Dynamics of Conformational Changes in Full-Length Phytochrome from Cyanobacterium Synechocystis sp. PCC6803 (Cph1) Monitored by Time-Resolved Translational Diffusion Detection

Abstract

Phytochromes (Phys) are photoreceptor proteins that sense red/far-red light in plants, fungi, and bacteria. The proteins consist of a light-sensing photosensory module and a signaling output module, which is typically a histidine kinase (HK) domain in bacteriophytochromes. Although the time-resolved detection of the HK domain is essential for obtaining insights into the reaction mechanism of photoactivation, it has been very difficult to detect the change. Here, the reaction of Cph1, one of the Phys found in the cyanobacterium Synechocystis sp. PCC6803, was studied using time-resolved translational diffusion detection. It was found that the kinetics of the HK domain movement of the Cph1 dimer could be monitored successfully.
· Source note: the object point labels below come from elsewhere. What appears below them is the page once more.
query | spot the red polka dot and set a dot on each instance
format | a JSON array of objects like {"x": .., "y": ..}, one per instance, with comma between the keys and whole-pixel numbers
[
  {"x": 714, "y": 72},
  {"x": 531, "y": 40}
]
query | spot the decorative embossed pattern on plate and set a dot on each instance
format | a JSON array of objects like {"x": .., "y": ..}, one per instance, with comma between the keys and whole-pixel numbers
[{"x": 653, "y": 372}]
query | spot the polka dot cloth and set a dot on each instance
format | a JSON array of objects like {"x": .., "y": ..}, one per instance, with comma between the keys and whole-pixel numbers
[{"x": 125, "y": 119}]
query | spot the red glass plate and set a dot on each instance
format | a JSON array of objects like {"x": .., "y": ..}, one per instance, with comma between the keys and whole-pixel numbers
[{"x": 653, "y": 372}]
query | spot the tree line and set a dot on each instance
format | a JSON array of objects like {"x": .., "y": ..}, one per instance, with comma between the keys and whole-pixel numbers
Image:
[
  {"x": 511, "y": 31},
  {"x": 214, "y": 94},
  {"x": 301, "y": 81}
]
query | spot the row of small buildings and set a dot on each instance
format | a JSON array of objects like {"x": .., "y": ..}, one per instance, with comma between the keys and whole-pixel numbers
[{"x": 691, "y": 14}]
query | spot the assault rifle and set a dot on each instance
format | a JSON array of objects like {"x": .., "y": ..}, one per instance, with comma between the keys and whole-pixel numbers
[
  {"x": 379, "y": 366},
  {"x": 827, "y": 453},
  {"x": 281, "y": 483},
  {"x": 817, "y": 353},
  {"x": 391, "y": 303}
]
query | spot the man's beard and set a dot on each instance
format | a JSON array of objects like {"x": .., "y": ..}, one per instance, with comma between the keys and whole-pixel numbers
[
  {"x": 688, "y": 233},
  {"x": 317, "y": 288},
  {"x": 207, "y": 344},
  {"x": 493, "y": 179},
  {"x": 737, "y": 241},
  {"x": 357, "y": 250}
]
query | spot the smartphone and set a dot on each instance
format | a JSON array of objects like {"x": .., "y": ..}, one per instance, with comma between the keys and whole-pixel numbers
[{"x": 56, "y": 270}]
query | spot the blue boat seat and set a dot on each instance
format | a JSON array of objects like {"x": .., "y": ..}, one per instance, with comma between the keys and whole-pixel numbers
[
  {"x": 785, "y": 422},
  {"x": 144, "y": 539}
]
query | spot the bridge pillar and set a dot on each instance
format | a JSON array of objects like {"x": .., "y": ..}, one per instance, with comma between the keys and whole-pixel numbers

The diffusion coefficient of the Cph1 dimer decreases significantly with a time constant similar to that of the final step of the reaction monitored by the transient absorption method (780 ms), whereas the monomer does not exhibit this change. We attribute this change to the closed-to-open type of conformational change in the HK domain of the Cph1 dimer without the secondary structure change. The fact that the rate is similar to that from the transient absorption method suggests that the proton uptake at His260 is the rate-determining step of the conformational change.